Pode estar faltando capacidade de articulação, diz especialista

Diferentemente de movimentos que vigoraram até os anos 90, liderados por uma vanguarda sindicalista, estudantil ou partidária, os protestos de agora têm se organizado em rede e sem comando aparente, explica o jornalista Felipe de Oliveira, especialista em movimentos sociais e doutorando em Ciências da Comunicação. No momento, o que tem contribuído para o esvaziamento dos protestos, analisa Oliveira, é uma falta de capacidade de articulação nessa rede.

Enquanto no ano passado a aglutinação em torno do repúdio ao aumento das passagens vingou nesse formato, depois se desdobrando em novas reivindicações, hoje o questionamento à Copa — uma das principais bandeiras das manifestações — parece não estar comovendo a população. Para Oliveira, falta uma primeira pauta concreta que induza a indignação nas pessoas e, a partir dela, saiam às ruas com as suas várias reivindicações.
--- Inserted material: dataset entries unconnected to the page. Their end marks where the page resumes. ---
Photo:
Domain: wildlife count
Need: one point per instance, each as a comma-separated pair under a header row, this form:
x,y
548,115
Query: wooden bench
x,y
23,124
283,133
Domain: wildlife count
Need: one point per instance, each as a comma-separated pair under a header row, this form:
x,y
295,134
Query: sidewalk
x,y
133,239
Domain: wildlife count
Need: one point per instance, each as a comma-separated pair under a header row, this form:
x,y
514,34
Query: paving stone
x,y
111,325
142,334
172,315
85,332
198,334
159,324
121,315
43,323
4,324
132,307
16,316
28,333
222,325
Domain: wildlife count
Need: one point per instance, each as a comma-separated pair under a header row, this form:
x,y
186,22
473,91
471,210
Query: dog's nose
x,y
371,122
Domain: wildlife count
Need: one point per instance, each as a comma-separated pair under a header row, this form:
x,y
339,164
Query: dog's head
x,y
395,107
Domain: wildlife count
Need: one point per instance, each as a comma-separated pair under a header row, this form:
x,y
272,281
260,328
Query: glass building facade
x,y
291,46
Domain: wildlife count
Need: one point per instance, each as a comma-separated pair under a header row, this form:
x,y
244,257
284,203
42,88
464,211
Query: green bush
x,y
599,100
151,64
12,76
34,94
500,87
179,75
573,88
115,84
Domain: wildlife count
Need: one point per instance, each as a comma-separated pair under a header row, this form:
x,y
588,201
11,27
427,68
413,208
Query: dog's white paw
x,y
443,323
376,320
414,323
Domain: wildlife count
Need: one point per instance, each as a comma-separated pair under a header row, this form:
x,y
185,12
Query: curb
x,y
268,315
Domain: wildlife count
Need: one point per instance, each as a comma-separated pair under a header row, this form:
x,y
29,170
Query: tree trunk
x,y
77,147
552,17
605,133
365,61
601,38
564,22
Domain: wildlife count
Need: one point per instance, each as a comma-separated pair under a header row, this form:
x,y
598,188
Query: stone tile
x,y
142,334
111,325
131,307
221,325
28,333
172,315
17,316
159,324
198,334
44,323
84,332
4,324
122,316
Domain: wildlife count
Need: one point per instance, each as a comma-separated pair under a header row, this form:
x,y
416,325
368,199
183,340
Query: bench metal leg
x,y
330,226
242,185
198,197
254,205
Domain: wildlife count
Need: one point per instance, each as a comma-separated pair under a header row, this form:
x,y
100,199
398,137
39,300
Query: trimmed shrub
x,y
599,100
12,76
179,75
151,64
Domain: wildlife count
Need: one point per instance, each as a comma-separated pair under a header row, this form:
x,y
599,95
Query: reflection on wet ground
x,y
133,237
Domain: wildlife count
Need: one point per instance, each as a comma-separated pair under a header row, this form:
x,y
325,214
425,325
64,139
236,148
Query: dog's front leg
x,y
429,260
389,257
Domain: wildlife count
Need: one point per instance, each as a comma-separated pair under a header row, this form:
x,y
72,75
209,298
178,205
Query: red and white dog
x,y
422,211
— A Copa é como se fosse uma pauta que não toca concretamente as pessoas. É como se eu soubesse que há problemas na saúde e na educação, mas não os relaciono aos investimentos para a Copa. Isso torna mais difícil a articulação em rede — argumenta.

Historiador compara com ditadura e Diretas Já

O historiador Voltaire Schilling compara o panorama atual ao período da ditadura militar e ao movimento das Diretas Já, dos quais participou ativamente. As bandeiras eram claras e abrangentes, como recuperar o direito de votar. À qual ele contrapõe a reivindicação-base de 2013, a tarifa de ônibus. No ano passado, a passagem foi reduzida de R$ 3,05 para o preço de 2012, R$ 2,85, na capital gaúcha. No entanto, apesar de parecer uma luta por migalha na comparação com as Diretas Já, os 20 centavos viraram bordão ("Não é só pelos 20 centavos") e incentivaram outras demandas — saúde, educação, habitação, igualdade racial e de gênero e até pelos direitos dos animais. E o povo encampou o movimento em 2013.

No último aumento, as passagens de ônibus em Porto Alegre subiram de R$ 2,80 para R$ 2,95, no início de abril. Menos do que os famosos 20 centavos. Mas sabe-se que, se as massas outra vez saírem de suas casas, não será somente pelos 15 centavos.